Total bullshit ! Aux sources de la post-vérité

Une recension de Victorine de Oliveira, publié le

Les baratineurs nous agacent autant qu’on les admire, c’est là leur talent : de Don Juan au Docteur Knock, la littérature en regorge. De cette figure sympathique – quand on n’en est pas le pigeon – on a même fait un archétype : le bullshitteur. Avant même l’essor des réseaux et l’élection de Donald Trump, On Bullshit, un court essai paru en 2005 signé du philosophe américain Harry G. Frankfurt (De l’art de dire des conneries, 2006 ; rééd. Mazarine, 2017), tentait de mettre le doigt sur ce concept insaisissable que l’on traduit difficilement en français par « foutaise » ou « connerie ». Frankfurt s’y intéressait en tant qu’angle mort de la communication : si nous condamnons fermement le mensonge, nous tolérons en revanche le bullshit, auquel nous contribuons même de temps à autre. Forme d’indifférence à la vérité, il prolifère via la langue de bois dans les cercles académiques. À l’ère de la post-vérité, le bullshit, désormais roi, inquiète. De quoi justifier l’effort de Sebastian Dieguez, celui d’une définition du concept, affinée à partir de celle de Frankfurt.
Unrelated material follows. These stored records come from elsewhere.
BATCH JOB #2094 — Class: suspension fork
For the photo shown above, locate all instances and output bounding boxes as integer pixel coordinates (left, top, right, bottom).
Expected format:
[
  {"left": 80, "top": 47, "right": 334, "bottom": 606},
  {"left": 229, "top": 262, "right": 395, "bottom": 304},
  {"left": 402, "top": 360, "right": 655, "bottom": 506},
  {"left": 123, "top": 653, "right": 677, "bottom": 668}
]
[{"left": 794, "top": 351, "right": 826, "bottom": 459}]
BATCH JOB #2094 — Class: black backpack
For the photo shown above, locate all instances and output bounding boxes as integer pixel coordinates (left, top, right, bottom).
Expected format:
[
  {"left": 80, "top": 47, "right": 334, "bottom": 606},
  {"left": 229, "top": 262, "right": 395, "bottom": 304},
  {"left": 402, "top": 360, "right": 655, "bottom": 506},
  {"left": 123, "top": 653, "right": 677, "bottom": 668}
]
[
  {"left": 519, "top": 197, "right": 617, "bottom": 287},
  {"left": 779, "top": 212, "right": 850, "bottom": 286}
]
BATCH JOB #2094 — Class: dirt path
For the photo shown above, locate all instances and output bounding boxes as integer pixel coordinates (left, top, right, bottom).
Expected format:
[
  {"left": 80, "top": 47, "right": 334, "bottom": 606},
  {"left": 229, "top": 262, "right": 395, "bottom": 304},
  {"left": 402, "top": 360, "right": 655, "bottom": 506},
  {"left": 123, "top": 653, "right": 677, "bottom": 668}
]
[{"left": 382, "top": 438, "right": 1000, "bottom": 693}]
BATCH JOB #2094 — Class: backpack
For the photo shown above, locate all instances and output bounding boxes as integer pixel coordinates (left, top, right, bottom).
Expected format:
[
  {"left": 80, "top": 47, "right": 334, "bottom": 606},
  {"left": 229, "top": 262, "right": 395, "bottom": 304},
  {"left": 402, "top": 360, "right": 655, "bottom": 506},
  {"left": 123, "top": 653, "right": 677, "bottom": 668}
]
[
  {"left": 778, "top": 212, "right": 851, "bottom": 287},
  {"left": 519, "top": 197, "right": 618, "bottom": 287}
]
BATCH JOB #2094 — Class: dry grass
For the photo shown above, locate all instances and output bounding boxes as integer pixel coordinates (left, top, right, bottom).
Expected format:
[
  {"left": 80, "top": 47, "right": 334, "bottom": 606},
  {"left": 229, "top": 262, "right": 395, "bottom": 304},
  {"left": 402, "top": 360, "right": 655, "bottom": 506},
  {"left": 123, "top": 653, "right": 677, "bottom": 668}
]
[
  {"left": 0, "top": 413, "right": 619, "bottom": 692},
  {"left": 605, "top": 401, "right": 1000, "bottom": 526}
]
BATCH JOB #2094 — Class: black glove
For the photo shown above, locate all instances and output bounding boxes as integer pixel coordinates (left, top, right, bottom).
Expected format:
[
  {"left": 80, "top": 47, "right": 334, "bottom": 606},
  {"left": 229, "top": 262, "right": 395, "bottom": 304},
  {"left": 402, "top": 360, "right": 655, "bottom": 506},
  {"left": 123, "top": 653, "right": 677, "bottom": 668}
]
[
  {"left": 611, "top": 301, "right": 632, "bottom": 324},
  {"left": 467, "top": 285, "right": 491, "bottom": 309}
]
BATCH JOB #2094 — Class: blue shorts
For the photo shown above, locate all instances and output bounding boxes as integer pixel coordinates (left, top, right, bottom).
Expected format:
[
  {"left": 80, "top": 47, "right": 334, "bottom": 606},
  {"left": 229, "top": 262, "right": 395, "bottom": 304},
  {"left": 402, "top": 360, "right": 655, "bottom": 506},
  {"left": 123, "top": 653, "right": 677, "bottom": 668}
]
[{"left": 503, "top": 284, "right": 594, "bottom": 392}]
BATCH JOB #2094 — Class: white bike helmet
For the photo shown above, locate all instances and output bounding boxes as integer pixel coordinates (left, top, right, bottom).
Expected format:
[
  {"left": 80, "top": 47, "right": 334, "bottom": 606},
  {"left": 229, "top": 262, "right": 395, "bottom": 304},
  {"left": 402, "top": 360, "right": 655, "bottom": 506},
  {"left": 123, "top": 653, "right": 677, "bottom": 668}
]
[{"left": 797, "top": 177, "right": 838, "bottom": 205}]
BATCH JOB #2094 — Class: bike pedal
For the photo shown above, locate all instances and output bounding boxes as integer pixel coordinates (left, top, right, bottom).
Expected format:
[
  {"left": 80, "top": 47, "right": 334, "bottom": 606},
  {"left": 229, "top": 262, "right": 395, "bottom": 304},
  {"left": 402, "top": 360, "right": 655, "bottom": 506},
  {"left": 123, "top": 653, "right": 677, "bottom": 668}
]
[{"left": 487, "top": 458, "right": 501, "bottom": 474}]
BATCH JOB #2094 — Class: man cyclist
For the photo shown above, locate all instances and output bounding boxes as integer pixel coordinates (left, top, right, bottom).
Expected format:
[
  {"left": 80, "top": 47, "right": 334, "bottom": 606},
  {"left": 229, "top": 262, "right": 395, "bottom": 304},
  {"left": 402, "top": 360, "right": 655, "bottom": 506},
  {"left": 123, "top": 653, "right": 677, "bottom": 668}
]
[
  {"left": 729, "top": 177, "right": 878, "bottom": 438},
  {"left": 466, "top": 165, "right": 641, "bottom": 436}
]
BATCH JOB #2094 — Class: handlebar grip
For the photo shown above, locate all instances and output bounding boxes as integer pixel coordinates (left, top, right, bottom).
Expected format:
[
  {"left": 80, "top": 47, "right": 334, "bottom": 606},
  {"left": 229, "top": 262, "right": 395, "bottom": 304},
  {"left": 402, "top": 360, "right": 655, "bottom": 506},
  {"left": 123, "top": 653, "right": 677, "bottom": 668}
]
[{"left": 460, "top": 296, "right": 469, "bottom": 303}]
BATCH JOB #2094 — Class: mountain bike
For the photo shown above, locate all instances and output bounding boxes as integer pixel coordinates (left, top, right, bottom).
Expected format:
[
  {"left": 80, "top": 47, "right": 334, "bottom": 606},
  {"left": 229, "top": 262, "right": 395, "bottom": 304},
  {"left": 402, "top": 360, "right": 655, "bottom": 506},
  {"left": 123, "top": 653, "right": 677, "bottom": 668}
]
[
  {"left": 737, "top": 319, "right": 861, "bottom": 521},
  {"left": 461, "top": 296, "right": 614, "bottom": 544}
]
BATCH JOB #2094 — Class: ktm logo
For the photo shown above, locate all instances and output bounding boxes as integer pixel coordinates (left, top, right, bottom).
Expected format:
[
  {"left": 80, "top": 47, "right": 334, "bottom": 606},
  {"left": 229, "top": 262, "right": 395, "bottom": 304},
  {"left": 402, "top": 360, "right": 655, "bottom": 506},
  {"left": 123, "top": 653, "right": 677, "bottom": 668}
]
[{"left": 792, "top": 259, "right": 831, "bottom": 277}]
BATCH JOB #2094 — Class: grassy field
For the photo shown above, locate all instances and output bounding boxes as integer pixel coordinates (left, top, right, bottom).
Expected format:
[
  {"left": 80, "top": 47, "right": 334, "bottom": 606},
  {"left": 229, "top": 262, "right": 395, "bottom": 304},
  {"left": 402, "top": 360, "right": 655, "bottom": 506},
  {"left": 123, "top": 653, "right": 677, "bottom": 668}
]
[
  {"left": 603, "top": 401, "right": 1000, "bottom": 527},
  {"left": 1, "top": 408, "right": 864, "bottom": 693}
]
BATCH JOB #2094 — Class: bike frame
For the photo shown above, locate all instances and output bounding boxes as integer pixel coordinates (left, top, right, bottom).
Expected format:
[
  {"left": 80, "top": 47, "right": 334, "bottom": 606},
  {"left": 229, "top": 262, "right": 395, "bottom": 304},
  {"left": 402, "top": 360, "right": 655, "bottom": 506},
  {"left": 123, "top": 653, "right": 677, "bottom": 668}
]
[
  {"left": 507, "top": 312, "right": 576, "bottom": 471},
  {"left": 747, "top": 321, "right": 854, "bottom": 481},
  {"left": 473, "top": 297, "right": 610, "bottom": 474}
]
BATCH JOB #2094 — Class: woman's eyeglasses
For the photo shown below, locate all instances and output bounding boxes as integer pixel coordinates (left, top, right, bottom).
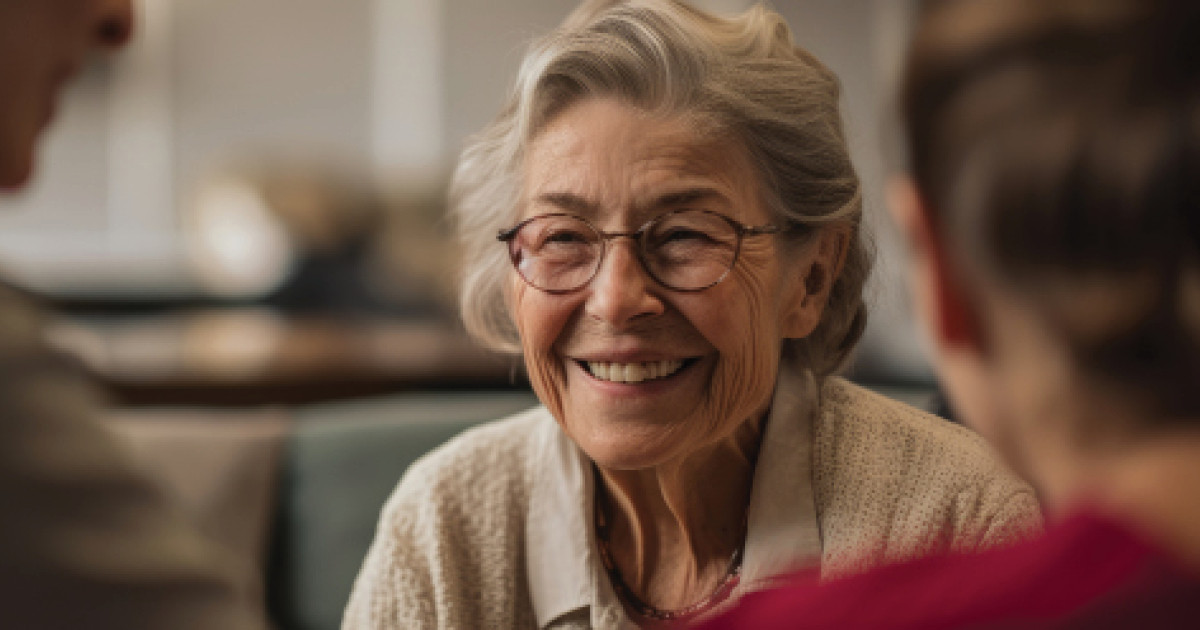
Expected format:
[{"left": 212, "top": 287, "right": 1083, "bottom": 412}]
[{"left": 497, "top": 209, "right": 783, "bottom": 294}]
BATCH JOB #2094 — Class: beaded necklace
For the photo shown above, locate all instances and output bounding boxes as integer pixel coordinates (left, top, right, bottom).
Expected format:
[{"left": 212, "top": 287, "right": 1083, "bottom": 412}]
[{"left": 593, "top": 488, "right": 746, "bottom": 625}]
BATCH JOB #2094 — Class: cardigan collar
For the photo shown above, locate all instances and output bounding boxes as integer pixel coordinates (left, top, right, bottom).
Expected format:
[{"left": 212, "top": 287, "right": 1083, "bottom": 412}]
[{"left": 524, "top": 353, "right": 824, "bottom": 628}]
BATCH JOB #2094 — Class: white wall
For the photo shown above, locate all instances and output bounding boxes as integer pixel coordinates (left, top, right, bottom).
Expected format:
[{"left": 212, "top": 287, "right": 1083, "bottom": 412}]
[{"left": 0, "top": 0, "right": 377, "bottom": 296}]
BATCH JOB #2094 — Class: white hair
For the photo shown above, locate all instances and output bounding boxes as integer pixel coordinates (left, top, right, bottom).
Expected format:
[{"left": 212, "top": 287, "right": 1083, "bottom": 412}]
[{"left": 451, "top": 0, "right": 871, "bottom": 377}]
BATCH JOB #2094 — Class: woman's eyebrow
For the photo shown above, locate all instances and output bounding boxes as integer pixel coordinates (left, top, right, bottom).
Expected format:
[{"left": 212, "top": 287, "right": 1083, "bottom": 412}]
[
  {"left": 533, "top": 192, "right": 599, "bottom": 215},
  {"left": 646, "top": 187, "right": 726, "bottom": 210},
  {"left": 533, "top": 187, "right": 726, "bottom": 217}
]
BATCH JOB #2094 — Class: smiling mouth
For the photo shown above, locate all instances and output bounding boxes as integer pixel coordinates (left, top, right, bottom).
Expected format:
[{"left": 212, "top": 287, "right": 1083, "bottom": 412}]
[{"left": 577, "top": 358, "right": 697, "bottom": 384}]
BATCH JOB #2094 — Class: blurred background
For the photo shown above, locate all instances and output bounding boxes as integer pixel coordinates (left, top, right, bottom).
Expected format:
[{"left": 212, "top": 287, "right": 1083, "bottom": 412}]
[
  {"left": 2, "top": 2, "right": 931, "bottom": 628},
  {"left": 3, "top": 0, "right": 929, "bottom": 407}
]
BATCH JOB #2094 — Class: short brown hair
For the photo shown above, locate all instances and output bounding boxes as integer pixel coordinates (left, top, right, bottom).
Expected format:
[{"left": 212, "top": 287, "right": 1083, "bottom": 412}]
[{"left": 901, "top": 0, "right": 1200, "bottom": 419}]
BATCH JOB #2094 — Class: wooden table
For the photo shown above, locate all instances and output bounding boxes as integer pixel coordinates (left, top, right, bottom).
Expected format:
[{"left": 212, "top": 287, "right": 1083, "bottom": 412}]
[{"left": 51, "top": 308, "right": 528, "bottom": 406}]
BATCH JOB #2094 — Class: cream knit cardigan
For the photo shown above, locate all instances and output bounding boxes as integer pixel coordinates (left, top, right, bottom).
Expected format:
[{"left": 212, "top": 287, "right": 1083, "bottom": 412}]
[{"left": 343, "top": 378, "right": 1041, "bottom": 629}]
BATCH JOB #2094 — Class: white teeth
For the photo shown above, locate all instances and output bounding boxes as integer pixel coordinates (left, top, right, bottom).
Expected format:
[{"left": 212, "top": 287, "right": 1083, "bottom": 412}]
[
  {"left": 623, "top": 364, "right": 642, "bottom": 382},
  {"left": 592, "top": 363, "right": 610, "bottom": 381},
  {"left": 584, "top": 359, "right": 685, "bottom": 383}
]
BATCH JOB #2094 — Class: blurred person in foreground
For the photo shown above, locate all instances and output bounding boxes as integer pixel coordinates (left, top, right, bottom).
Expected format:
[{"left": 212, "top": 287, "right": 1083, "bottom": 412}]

Le bullshit a ceci de désarmant qu’il ne respecte aucune règle de communication : il ne tient pas compte du fait qu’au cours d’un débat, chaque interlocuteur s’attend à ce que l’autre apporte une contribution pertinente et étayée. Il prend les apparences de la vérité – affirmation assénée avec assurance –, mais « toujours dans l’intérêt de fins personnelles qui supplantent l’intérêt collectif de se rapprocher de la vérité ». Tout chercheur en neurosciences qu’il est, Dieguez reconnaît l’impuissance des armes de la science face au phénomène. Contre le bullshiteur, mieux vaut ranger les arguments pour brandir un rire moqueur : du ridicule, il ne se remettra pas.